Link mentioned: learn-mojo/packages/mojo-ffi/mojo-call-rust at main · better-mojo/learn-mojo: learn mojo. Contribute to better-mojo/learn-mojo development by creating an account on GitHub.

Modular (Mojo 🔥) ▷ #max (3 messages):

MAX API usage
User feedback on MAX API 

Request for MAX API User Feedback: A member solicited feedback from users who have recently engaged with the MAX API to load and execute models.
They expressed interest in knowing about any frustrations or improvements users would like to see, encouraging open communication in the thread.

Invitation to Share Thoughts on MAX API: The member reiterated their desire for users to share any and all thoughts regarding the MAX API experience.
They included a lighthearted emoji to foster a friendly environment for sharing feedback.

LangChain AI ▷ #general (21 messages🔥):

LLM Response Behavior
Source Document Retrieval
Debugging Tools Usage 

LLM responds with 'no information found': A member explained that when invoking the chain with a question, the LLM sometimes responds with 'I'm sorry, but I don't know' but still retrieves source documents.
They expressed a desire for the retrieval of documents to be conditional on the model actually having relevant information.

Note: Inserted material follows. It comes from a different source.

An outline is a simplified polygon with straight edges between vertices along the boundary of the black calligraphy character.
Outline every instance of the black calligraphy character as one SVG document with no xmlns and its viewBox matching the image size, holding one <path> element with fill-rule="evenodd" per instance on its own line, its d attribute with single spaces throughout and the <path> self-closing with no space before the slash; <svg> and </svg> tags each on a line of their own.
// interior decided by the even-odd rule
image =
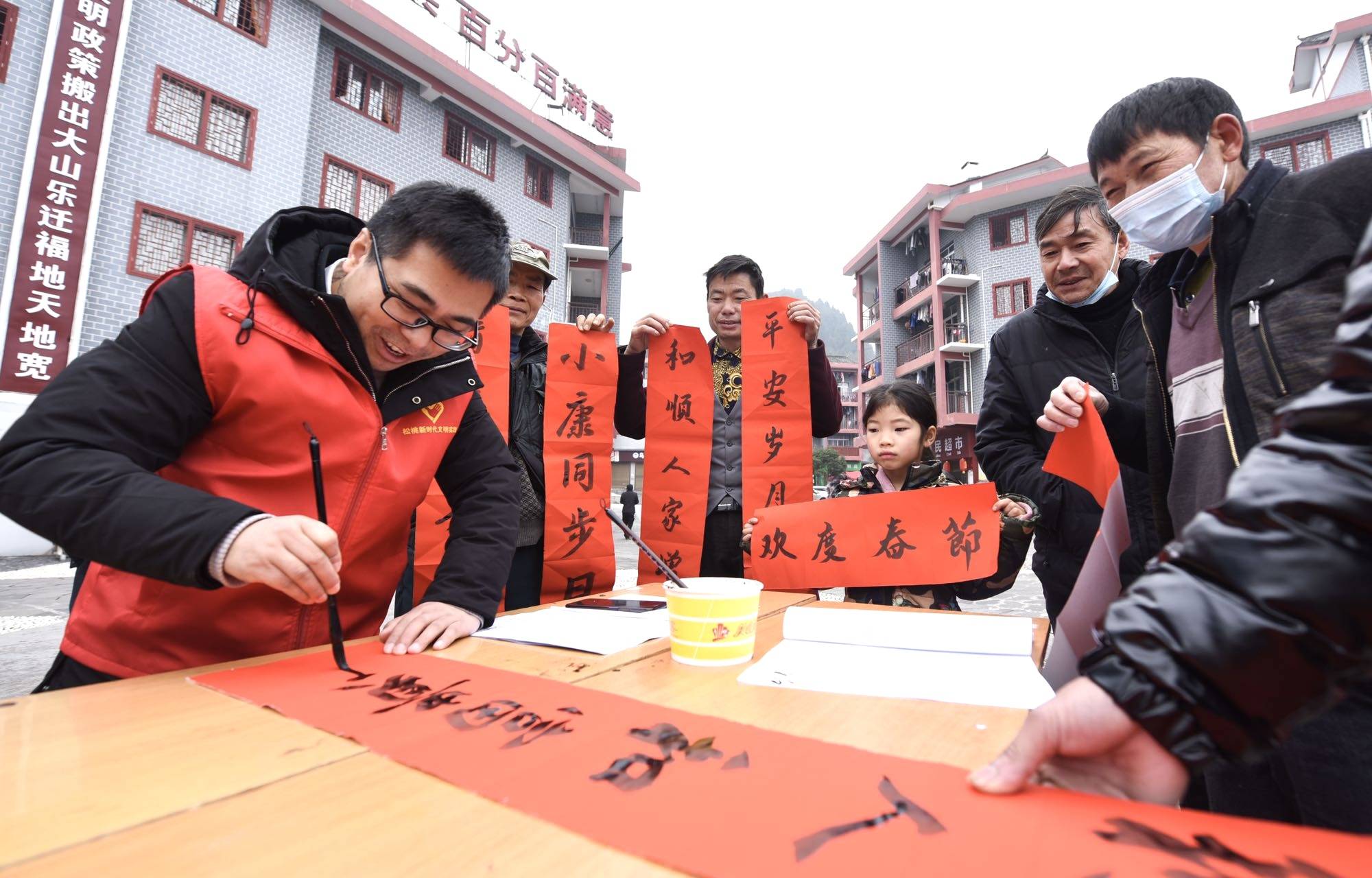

Source Documents Retrieved Unnecessarily: The same member noted that the source documents should not be returned if the LLM indicates there's no useful information, leading to confusion.
They clarified that while they find most responses satisfactory, there are scenarios where they do not want source documents if the LLM response is negative.

Concerns About Debugging Tools: Another member inquired if the original poster used any debugging or profiling tools like Langsmith, which the original poster declined due to privacy concerns.
Alternatives, such as hosting Langfuse, were suggested to address the need for monitoring without compromising data privacy.

Request for Code Examples: A participant requested to see examples of the code to better understand the situation and the challenges faced by the original poster.
The original poster agreed to provide examples the following day, as it was late at night.

Cohere ▷ #discussions (14 messages🔥):

Generative AI Bubble
PhD student engagement
Instructional header formatting
Token speculation
Community welcoming atmosphere 

Generative AI Bubble facing scrutiny: A member expressed concerns that the Generative AI industry, particularly ChatGPT, is on the verge of collapse, influenced by recent departures like Mira Murati.
They cited an insightful newsletter claiming the generative AI boom is unsustainable, and may harm big tech and public perception.

PhD students staying updated with Cohere: One new member stated they joined the community to keep up with events while nearing the end of their PhD.
This highlights Cohere as a valuable resource for academics interested in AI discussions.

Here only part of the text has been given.